En réaction au manifeste des 130 médecins publié il y a un an dans Le Monde (cf. PMA : 130 médecins et biologistes « hors la loi » réclament un plan infertilité , PMA : Les revendications des 130 médecins et biologistes « montrent la ruine de la réflexion éthique »), 200 médecins ont à leur tour signé un manifeste « visant à rappeler les fondamentaux de leur science » en six points :

 

« La médecine est avant tout un art au service des malades. Les deux principaux buts de la médecine sont prévenir les maladies et soigner les malades.

Il n’appartient pas au médecin de juger de la vie. Même s’il doit accompagner les couples stériles en désir d’enfant, le médecin n’a pas tous les droits pour faire surgir la vie.

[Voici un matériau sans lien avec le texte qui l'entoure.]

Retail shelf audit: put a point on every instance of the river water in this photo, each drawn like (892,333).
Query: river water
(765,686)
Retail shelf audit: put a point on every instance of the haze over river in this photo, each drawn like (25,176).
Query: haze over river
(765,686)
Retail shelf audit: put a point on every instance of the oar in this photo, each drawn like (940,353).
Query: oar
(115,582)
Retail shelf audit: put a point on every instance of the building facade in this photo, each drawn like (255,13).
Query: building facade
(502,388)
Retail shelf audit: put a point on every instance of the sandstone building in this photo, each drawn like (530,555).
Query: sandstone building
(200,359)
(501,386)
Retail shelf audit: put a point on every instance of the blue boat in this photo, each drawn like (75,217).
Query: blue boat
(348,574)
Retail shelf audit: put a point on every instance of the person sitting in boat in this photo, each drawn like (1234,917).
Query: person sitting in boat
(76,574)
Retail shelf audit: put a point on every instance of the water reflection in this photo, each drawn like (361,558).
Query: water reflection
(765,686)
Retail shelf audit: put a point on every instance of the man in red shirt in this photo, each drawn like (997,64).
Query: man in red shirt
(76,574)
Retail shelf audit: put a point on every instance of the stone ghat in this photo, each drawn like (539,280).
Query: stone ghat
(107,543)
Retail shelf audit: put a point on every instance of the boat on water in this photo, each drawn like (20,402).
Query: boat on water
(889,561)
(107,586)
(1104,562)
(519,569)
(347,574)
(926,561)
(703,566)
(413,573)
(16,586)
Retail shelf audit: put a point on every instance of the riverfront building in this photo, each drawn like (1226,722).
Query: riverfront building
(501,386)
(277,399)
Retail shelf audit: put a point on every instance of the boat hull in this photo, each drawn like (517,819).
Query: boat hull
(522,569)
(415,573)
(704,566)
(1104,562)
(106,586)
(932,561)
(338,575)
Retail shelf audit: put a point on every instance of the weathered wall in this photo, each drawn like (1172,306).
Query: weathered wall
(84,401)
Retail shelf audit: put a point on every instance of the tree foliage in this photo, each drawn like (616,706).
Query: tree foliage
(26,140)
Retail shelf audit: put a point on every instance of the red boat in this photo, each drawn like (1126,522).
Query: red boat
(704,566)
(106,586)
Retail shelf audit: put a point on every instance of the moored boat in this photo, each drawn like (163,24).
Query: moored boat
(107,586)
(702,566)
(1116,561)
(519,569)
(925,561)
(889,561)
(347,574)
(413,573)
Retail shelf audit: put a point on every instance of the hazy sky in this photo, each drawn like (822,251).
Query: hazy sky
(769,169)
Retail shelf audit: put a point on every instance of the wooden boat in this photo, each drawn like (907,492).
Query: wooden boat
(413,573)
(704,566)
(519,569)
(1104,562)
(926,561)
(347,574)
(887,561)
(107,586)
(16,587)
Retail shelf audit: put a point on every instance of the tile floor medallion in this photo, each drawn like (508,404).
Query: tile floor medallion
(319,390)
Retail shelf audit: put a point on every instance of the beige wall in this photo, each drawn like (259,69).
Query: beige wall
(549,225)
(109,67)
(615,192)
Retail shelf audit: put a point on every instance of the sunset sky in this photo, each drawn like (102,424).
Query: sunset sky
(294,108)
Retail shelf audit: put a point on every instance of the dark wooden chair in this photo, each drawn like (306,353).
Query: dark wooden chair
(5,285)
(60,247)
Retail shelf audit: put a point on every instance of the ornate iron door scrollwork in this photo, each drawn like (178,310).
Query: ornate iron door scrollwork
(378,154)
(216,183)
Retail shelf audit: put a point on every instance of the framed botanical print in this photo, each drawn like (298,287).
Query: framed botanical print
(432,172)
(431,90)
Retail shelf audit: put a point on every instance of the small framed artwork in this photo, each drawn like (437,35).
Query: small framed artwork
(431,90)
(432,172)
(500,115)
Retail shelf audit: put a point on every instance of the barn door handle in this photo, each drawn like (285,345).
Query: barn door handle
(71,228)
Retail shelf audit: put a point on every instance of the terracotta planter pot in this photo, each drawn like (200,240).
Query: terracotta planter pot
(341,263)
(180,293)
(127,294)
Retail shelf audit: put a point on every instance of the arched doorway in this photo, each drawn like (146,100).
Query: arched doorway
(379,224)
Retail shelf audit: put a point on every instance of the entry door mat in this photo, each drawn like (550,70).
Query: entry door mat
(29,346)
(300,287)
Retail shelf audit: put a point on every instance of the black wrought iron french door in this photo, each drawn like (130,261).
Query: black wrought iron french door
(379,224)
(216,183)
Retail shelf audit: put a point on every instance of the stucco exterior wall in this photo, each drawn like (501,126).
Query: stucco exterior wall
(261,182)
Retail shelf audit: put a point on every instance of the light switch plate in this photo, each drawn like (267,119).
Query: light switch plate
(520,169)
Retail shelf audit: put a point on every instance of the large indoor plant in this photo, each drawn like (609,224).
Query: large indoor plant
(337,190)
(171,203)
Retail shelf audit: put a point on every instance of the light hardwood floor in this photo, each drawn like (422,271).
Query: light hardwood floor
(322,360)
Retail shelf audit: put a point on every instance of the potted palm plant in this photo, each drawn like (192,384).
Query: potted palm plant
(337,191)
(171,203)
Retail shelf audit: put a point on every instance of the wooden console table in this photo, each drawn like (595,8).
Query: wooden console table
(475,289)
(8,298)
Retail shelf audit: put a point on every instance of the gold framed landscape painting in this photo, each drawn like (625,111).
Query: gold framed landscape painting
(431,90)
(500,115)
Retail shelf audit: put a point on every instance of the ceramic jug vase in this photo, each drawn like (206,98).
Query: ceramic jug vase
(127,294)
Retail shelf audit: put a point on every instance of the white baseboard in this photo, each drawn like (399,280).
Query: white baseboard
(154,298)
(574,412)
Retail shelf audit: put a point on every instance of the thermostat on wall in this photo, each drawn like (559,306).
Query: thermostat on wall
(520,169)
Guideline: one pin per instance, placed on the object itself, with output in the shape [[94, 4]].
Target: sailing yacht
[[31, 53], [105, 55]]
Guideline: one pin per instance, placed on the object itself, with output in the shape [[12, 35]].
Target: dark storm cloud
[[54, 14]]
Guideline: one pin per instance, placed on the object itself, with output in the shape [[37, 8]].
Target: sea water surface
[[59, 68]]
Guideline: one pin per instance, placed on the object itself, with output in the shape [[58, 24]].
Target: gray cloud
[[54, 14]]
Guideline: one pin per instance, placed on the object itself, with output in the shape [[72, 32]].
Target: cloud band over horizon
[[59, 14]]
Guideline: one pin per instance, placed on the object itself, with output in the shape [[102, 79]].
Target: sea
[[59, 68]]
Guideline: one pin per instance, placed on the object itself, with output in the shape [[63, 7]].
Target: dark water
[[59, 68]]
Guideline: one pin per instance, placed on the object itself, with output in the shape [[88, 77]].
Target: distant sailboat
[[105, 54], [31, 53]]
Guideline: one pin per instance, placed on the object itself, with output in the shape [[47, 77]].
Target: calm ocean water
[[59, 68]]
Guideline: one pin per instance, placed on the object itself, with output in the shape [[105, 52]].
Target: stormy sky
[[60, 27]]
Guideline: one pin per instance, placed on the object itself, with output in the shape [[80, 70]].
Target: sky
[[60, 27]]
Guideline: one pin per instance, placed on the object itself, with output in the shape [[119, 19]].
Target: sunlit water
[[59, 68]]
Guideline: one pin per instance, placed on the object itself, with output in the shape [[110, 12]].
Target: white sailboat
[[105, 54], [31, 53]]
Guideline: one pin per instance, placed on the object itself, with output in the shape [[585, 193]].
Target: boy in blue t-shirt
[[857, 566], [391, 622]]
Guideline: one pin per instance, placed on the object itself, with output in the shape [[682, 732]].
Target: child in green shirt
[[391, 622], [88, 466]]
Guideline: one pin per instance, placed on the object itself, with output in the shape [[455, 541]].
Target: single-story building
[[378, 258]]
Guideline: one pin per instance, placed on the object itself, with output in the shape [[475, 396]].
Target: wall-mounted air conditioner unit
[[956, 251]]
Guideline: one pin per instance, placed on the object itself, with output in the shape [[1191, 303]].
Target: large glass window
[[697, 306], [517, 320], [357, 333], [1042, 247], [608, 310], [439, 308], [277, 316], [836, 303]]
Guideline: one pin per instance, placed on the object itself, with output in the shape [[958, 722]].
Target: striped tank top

Le médecin ne doit pas être au service d’une idéologie quelle qu’elle soit. La sélection des races, l’eugénisme, le dopage, les expériences sur l’homme, la fabrication d’enfants en dehors de la complémentarité homme-femme sont étrangers aux buts de la Médecine.

Il revient au Conseil de l’Ordre des Médecins, expression de notre profession, de faire respecter les règles de la déontologie médicale.

Le médecin est soumis à la loi en tant que citoyen. L’Etat quant à lui ne doit pas sortir de son rôle en demandant au médecin d’accomplir des actes techniques contraires à l’éthique médicale ».

 

Le docteur lyonnais Raphaël Nogier, cofondateur de l’association de protection de l’enfance Cosette et Gavroche et initiateur de ce manifeste, a en outre attaqué devant le conseil de l’ordre du Rhône quatre gynécologues lyonnais signataires de la première pétition. En effet, les 130 signataires reconnaissent « être sortis du cadre de la légalité afin d’aider des couples et des femmes à avoir un enfant », ce qui peut leur valoir 5 ans d’emprisonnement et 75000 euros d’amende.

 

Mais, lors de la conciliation le 25 octobre dernier, « les médecins incriminés démentent avoir jamais pratiqué d’acte illégal ». Dans le procès-verbal, « les médecins expliquent que l’accroche journalistique ne leur a jamais été soumise et qu’ils la rejettent ». La plainte est retirée.

Toutefois en janvier 2017, le professeur Frydman persistait et publiait « le droit de choisir » (cf. PMA : René Frydman plaide pour « le Droit de choisir »), qui constitue « une petit précis d’eugénisme » pour le docteur Raphaël Nogier. L’association Cosette et Gavroche attaque alors le professeur devant le Conseil de l’ordre des Hauts-de-Seine (département où officie le médecin).

 

La conciliation s’est déroulée le 22 mars : « Après une heure d’exposé et trois quart d’heure d’âpre négociation, le professeur Frydman accepte finalement de signer le procès-verbal dans lequel il reconnait être opposé à laisser entendre par une accroche journalistique y compris celle du Monde publiée le 17 mars 2016 que des médecins signataires auraient transgressé la loi, qu’à sa connaissance aucun acte n’a été réalisé ». A l’issue de cette « longue » conciliation, la plainte est retirée, « mais la suspicion demeure ».